Она легко шла рядом с ним, не замечая, как ее босые ноги в легкой обуви покрываются дорожной пылью. То, что могло бы быть поводом для сердитой вспышки в Париже, не имело никакого значения на пустынной дороге, выжженной южным солнцем. Эта дорога вела их к неизвестному Лисе месту, когда-то покинутому Пианистом, чтобы однажды войти в ее жизнь.
Что она хотела там увидеть – и сама не знала, но желание было настолько сильным, что она отметала прочь нежелание Пианиста и его дурное настроение. Так, словно все, чем наполнено ее прошлое, происходило только для одного-единственного мгновения, когда она увидит то, что было его началом.
Ладони их были горячими, его – так и вовсе пылали. Настолько, что она могла чувствовать его сердце, бившееся под кожей. Но руки ее Пианист не отпускал.
Прошло совсем немного времени, когда впереди, в небольшой рощице, которые то тут, то там были раскиданы по раскаленной равнине, показалось несколько домиков – даже издалека казавшихся ветхими. Ветхими они были, конечно же, целую вечность. Бедность отпечатывается и на камнях, из которых они сложены. Голый край. Голая земля. Даже выцветшее небо над ними виделось голым и бедным. Тем жарче был воздух, который мог расплавить кожу и кости.
Когда они приблизились к поселению, Пианист вдруг поймал в потоках ветра, обдававшего лицо, странную мысль, что если еще часом ранее он готов был развернуться и пешком пройти весь путь обратно до Картахены, то сейчас уже ни за что не остановится. Он хочет видеть. Хочет знать.
Лиса так отчаянно просилась в Испанию после их свадьбы, что он не мог не понимать, не мог не чувствовать того, отчего ей не терпится. Знал, видел. Он всегда и все про нее знал. И эти три недели в Картахене изображал веселье, ожидая только того дня, когда она попросит, и придумывая тысячу слов, которыми отговорится. Дождался – она попросила. Но отказать ей он никогда ни в чем не умел.
Теперь же для него этот путь сделался не менее важным.
Шаги становились все более быстрыми. Дыхание уже не сбивалось, страха как не бывало. Только упрямство да злость в глазах. Он шел вперед, напролом, почти тащил за собой Лису, едва ли понимая, что она перестала за ним успевать. Мимо нескольких брошенных полуразваленных домов, обнажавших рваные раны на теле его края. Мимо людей, вываливших на улицу, завидев его.

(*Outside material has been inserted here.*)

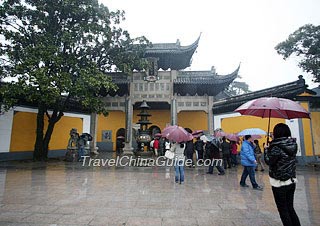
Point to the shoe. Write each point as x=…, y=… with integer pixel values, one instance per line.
x=258, y=188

«Gitano», - слышала Лиса отовсюду. Здесь Пианист Пианистом не был. Здесь он носил когда-то другое прозвище. Сюда, в Лос-Комбос, однажды привез отец Пианиста беременную цыганку, разродившуюся двумя сероглазыми смуглыми малышами. Эта дикая женщина прижилась. Детям же так и приклеилось «gitanos», но только старшим. Младшим давали другие имена. Здесь же никто и вопросов не задавал. Теперь вот вспомнили. Не могли не вспомнить.
Пианист не оглядывался. Вел ее за собой. Словно не слышал шума и голосов, изумленно окликавших его. Потом и голоса отступили. А Пианист замер.
Дом – похожий на один из тех многочисленных, что брошены людьми, перебиравшимися в города побольше, брошен не был. Людей из него вырвали, как вырывают глаза или зубы. Плоть отдирают от плоти. Крохотный, с обвалившейся крышей и без стекол на окнах – из окон проглядывали ветки кустарника, проросшего изнутри. Словно сама земля стремилась скрыть с глаз это место. Сарай рядом был и вовсе разбит. От него и осталось-то полторы обгоревшие стены. И колодец. Каменный колодец, в котором, наверное, все еще стояла вода. Вот и все богатство. Все наследство. Вся память.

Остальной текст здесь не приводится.